Elections slow ticket sales in 1st half
PARIS “Harry Potter” worked some much-needed magic on the Gallic box office with its record-breaking opening day take of $5.9 million July 11, after a first semester down nearly 10%. A more exciting-than-usual presidential election and a less commercial Cannes selection were two factors driving down B.O. in the first half of the year.
“Spider-Man 3” and “Pirates of the Caribbean: At World’s End” had limited the damage, but failed to prevent French ticket sales from slumping to $753.3 million, according to recent official figures, while a series of Cannes pics limped their way to meager B.O. returns.
The Spidey sequel, “Pirates” and Gallic hits “La Vie en rose” and “Taxi 4” simply couldn’t counter adverse factors that included an unseasonably warm spring; “not enough attractive films,” in the words of exhibs; and Gaul’s presidential elections.
Hollywood fare took a 45% share of the market.
“During electoral periods people consume less, they don’t go out so much,” theorizes Olivier Snanoudj, director of France’s exhibitors’ org, the Federation National des Cinemas Francais.
The electoral race between Nicolas Sarkozy and Segolene Royal proved particularly entertaining, and Gallic broadcasters had the last laugh as, for once, political shows drew record audiences.
April admissions were down a steep 44%.
True, the decline was exaggerated by the fact that April was a bumper month last year, distribs having rushed out some of their best pics — among them “Ice Age: The Meltdown” and “OSS 117” — to avoid clashing with the summer’s World Cup tournament.
In May and June, several releases gleaned little benefit from their high-profile bows on the Croisette, with the exceptions of David Fincher’s “Zodiac” and toon “Persepolis.”
In three weeks on screens, “Ocean’s Thirteen” grossed $11.8 million — leagues away from “Ocean’s Eleven” and “Ocean’s Twelve,” which cumed $37.6 million and $24 million, respectively. Quentin Tarantino’s “Death Proof” grossed just $5 million, a disappointment considering Gauls have a soft spot for the Palme d’Or-winning auteur.
Cannes’ French selection disappeared from screens with lightning speed. “The Diving Bell and the Butterfly,” winner of Cannes’ director prize for Julian Schnabel; Christophe Honore’s “Les Chansons d’amour,” panned by foreign crix but adored by their Gallic counterparts; and Catherine Breillat’s “Une vieille maitresse” grossed just $1.7 million, $1.6 million and $534,000, respectively.
“Since Thierry Fremaux has been in charge of the selection, Cannes has programmed more audience-pleasers, but this summer is not like 2006, when we had ‘Volver’ and ‘Marie Antoinette,’ ” says Snanoudj.
Directors’ Fortnight selection “Inside,” a Gallic gore pic starring Beatrice Dalle, was another Cannes also-ran, earning just $415,000 at the local box office, while, without the benefit of a Croisette preem, U.S. gorefest “The Hills Have Eyes 2” grossed a more respectable $2.4 million.

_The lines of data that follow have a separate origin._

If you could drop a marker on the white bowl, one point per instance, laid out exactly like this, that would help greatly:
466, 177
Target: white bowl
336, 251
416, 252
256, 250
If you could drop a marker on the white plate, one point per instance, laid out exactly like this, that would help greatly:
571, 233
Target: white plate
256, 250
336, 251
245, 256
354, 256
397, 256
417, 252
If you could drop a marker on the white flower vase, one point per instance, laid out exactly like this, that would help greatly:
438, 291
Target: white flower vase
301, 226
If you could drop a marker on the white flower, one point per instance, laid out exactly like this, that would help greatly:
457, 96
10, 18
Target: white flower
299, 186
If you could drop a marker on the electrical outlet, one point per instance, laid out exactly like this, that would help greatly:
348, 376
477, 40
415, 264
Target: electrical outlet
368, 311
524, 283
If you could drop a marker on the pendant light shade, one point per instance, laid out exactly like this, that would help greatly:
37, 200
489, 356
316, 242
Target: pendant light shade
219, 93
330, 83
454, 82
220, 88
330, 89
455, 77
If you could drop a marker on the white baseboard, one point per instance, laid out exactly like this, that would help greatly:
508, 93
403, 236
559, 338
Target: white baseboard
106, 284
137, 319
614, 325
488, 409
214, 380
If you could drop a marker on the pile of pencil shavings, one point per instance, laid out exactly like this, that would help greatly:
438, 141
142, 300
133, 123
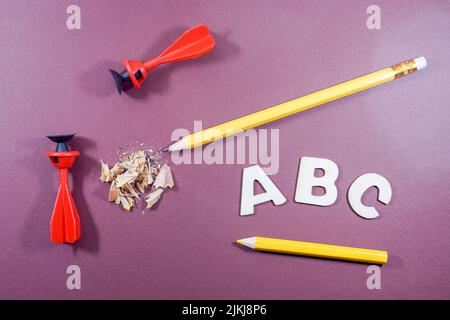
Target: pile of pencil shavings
137, 175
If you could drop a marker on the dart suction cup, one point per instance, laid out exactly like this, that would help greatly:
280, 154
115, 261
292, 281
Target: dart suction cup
61, 141
122, 80
192, 44
65, 221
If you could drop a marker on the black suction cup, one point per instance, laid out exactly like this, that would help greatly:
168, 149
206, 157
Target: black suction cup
122, 80
61, 140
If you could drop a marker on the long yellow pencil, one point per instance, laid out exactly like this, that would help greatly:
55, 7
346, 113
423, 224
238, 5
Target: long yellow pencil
298, 105
315, 250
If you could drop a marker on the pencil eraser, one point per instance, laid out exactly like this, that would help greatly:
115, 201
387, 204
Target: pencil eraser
421, 63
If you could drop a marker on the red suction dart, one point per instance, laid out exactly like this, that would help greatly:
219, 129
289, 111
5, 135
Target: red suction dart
65, 222
193, 43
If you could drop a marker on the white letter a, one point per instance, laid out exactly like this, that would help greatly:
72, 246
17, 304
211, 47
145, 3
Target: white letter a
249, 199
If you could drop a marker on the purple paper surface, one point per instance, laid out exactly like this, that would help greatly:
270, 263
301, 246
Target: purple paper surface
55, 80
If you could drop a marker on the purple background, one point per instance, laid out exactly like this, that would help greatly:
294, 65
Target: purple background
55, 81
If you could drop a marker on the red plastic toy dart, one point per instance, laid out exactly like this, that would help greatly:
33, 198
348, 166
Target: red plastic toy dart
193, 43
65, 222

It’s early yet, but Gallic exhibs are hoping the box office will catch up in the second half to match last year’s $1.7 billion. June was up 12.6%, and July is certain to deliver better results than the same month last year, when the World Cup kept the French glued to their TV sets.

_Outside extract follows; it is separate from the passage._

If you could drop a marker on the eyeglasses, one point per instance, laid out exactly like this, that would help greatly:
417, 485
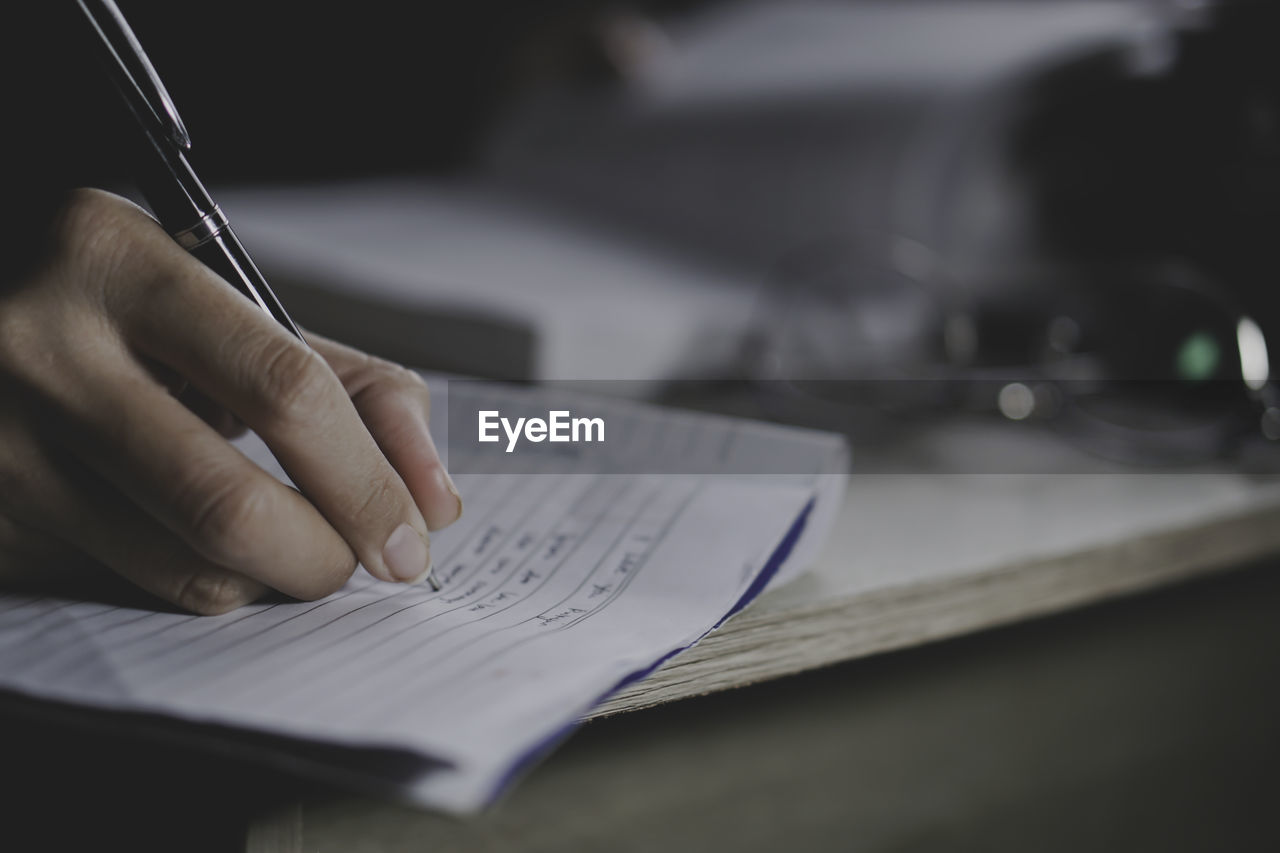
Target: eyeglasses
1150, 363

“On paper it is looking good for the second semester. There is a rich supply of films coming up,” says Snanoudj.
Hollywood films expected to boost ticket sales include “Transformers,” opening July 25; “Ratatouille,” on Aug. 1; and “Fantastic Four: Rise of the Silver Surfer,” which bows Aug. 8.
Exhibitors are also pinning their hopes on French pics including SND’s “Intimate Enemies,” a “Platoon”-style war actioner from Florent Siri; “Le deuxieme souffle,” Alain Corneau’s remake of the Jean-Pierre Melville classic; Jan Kounen’s Jean Dujardin starrer “99 Francs,” a black comedy based on a bestselling French novel; and the Warners-backed remake of Claude Autant Lara’s “L’Auberge rouge,” starring members of the team from hit comedy “Les Bronzes.”

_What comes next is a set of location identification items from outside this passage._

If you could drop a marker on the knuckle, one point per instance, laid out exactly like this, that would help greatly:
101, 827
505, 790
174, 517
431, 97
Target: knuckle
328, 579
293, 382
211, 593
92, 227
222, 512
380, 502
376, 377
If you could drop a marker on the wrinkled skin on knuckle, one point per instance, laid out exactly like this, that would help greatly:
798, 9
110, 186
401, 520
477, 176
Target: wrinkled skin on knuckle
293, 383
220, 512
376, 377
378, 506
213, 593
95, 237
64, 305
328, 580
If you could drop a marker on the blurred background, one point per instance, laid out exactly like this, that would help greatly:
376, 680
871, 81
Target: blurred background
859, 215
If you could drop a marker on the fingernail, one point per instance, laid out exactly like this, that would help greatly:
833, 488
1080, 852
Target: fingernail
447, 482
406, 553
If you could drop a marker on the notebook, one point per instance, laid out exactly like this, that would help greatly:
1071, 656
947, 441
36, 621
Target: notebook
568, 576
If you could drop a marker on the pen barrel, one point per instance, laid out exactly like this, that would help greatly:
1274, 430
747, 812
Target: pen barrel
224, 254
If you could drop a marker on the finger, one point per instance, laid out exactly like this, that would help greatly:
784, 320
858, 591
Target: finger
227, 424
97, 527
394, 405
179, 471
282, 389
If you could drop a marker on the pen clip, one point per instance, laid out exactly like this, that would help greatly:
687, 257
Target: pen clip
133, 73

Another crop of Cannes offerings will include the Romanian Palme d’Or winner “4 Months, 3 Weeks and 2 Days,” which bows Aug. 29, and Michael Moore’s “Sicko,” out Sept. 5.
Further ahead, the holiday season will include the Disney-backed “The Fox and the Child,” Luc Jacquet’s fictional follow-up to the hit docu “March of the Penguins,” and Gaumont’s “Big City,” an all-kid Western from Djamel Bensallah.
“The exhibition business is cyclical and since we’ve had two lackluster semesters in a row, we surely must be in for a better second half,” Snanoudj predicts.